In my view the Commission rightly submits that the rules on VAT differ on this point from those applicable to import duty. Article 10(3) of the Sixth VAT Directive(*) provides:

‘As regards imported goods, the chargeable event shall occur and the tax shall become chargeable at the time when goods enter the territory of the country as defined in Article 3.

Where imported goods are subject to customs duties, to agricultural levies or to charges having equivalent effect established under a common policy, Member States may link the chargeable event and the date when the tax becomes chargeable with those laid down for these Community duties.

In cases where imported goods are not subject to any of these Community duties, Member States may apply the provisions in force governing customs duties as regards the chargeable event and the date when the tax becomes chargeable.

Where goods are placed on importation under one of the arrangements provided for in Article 16(1)A or under arrangements for transit or temporary admission, the chargeable event and the date when the tax becomes chargeable shall occur only when the goods cease to be covered by these arrangements and are declared for home use.’

By virtue of Article 16(l)A(e), the last paragraph of Article 10(3) applies in the case of inward processing arrangements.(*)

Thus, the VAT Directive expressly provides that the chargeable event and the moment when the tax becomes chargeable do not occur until the goods cease to be covered by the arrangements and are declared for home use. By virtue of Article 10(l)(b) the moment when tax becomes chargeable is the moment when the tax authorities become entitled to claim the tax from the person liable to pay, notwithstanding that the time of payment may be deferred. It is therefore the earliest moment from which interest for nonpayment of tax can accrue.

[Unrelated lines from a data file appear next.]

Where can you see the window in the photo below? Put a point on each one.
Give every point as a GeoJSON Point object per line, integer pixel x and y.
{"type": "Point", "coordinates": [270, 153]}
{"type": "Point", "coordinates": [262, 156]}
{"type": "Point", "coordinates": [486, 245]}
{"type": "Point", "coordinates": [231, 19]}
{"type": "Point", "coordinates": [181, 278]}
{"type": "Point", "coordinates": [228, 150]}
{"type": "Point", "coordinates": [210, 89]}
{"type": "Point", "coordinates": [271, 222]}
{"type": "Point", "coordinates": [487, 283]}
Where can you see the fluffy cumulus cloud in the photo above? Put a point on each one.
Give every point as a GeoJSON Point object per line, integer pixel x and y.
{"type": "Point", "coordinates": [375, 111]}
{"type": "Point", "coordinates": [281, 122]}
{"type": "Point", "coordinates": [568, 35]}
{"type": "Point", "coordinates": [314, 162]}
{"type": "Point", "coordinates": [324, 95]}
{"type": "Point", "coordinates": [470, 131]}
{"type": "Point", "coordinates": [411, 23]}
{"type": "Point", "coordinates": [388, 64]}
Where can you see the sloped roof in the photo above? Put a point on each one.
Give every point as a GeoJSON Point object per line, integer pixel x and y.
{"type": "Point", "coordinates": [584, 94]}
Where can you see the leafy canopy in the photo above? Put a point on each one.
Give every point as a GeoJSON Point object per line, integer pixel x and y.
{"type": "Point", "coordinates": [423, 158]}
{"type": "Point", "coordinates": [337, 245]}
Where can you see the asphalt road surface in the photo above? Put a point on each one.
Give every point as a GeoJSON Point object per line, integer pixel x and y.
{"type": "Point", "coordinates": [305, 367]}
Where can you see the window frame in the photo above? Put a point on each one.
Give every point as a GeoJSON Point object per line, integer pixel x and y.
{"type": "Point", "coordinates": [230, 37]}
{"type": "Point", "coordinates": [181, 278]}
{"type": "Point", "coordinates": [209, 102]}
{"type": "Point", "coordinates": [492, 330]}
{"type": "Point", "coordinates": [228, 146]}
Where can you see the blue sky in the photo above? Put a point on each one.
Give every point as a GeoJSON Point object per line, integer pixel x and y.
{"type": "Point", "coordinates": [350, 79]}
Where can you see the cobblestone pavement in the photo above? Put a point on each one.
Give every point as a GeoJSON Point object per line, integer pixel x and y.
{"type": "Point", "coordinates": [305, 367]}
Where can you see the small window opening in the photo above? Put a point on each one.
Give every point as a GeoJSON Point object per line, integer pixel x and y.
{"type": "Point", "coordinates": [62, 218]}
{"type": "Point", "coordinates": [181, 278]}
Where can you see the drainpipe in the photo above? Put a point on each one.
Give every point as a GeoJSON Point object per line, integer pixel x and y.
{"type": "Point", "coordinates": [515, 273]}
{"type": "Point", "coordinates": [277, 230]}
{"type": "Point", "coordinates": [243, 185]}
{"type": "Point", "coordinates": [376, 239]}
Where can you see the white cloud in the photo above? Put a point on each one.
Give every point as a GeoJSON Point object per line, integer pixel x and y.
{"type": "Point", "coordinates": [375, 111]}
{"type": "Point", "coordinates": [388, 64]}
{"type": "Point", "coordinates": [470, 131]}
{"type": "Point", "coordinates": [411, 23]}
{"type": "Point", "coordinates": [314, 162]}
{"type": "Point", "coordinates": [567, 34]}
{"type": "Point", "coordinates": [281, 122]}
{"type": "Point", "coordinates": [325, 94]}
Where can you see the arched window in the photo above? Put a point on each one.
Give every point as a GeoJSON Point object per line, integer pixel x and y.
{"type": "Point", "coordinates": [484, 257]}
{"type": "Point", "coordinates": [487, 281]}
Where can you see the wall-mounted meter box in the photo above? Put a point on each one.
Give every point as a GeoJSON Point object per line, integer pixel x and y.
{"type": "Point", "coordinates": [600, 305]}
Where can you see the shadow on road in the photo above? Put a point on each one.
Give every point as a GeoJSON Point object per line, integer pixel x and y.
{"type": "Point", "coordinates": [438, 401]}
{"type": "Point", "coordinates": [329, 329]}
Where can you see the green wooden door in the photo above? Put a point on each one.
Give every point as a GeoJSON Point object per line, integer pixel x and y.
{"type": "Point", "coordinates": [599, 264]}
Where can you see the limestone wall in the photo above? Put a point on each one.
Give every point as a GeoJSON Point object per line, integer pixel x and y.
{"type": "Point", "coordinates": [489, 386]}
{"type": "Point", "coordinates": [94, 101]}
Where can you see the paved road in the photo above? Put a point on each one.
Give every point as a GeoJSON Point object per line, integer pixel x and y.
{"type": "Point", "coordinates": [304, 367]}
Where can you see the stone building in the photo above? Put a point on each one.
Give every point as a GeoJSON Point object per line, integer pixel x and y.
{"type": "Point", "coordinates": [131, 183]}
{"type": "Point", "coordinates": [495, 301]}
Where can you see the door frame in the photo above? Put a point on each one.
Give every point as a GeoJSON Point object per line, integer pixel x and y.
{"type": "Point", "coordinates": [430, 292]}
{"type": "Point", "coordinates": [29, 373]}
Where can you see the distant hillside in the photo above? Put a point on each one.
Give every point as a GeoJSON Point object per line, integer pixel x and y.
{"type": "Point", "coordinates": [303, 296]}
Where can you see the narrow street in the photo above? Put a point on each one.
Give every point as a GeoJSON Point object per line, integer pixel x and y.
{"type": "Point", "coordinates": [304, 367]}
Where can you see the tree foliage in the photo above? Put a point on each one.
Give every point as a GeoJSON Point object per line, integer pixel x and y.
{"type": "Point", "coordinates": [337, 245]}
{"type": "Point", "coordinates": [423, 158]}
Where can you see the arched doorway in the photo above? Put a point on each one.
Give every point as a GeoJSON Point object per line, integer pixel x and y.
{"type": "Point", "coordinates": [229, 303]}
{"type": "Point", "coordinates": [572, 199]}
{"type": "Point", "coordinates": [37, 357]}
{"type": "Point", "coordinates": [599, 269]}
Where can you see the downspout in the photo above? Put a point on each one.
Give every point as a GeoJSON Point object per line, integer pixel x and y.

That VAT does not become chargeable until the goods in question cease to be covered by the inward processing arrangements may perhaps be explained by the characteristics of the VAT system. Unlike import duty, VAT does not represent an irrecoverable cost for importers. Under Article 17(2) of the VAT Directive a taxable person using goods for the purpose of making taxable supplies has the right to recover the VAT incurred on those goods by way of a deduction. Article 17(1) provides that the right of deduction arises when the deductible tax becomes chargeable. Provided he uses goods for the purpose of making taxable supplies, an importer who pays tax at the moment of importation is therefore entitled to full and immediate deduction of tax. An importer who takes advantage of inward processing arrangements is not entitled to make a deduction until the tax becomes chargeable upon the cessation of the arrangements. A charge for interest from the moment of original importation would therefore be unjustified.

Conclusion

Accordingly, I am of the opinion that the question referred should be answered as follows:

At the time when the importation in issue in the proceedings took place, Community law did not preclude the charging of default interest on import duty for the period between provisional and definitive importation, but did preclude the charging of such interest on the VAT payable in respect of the importation.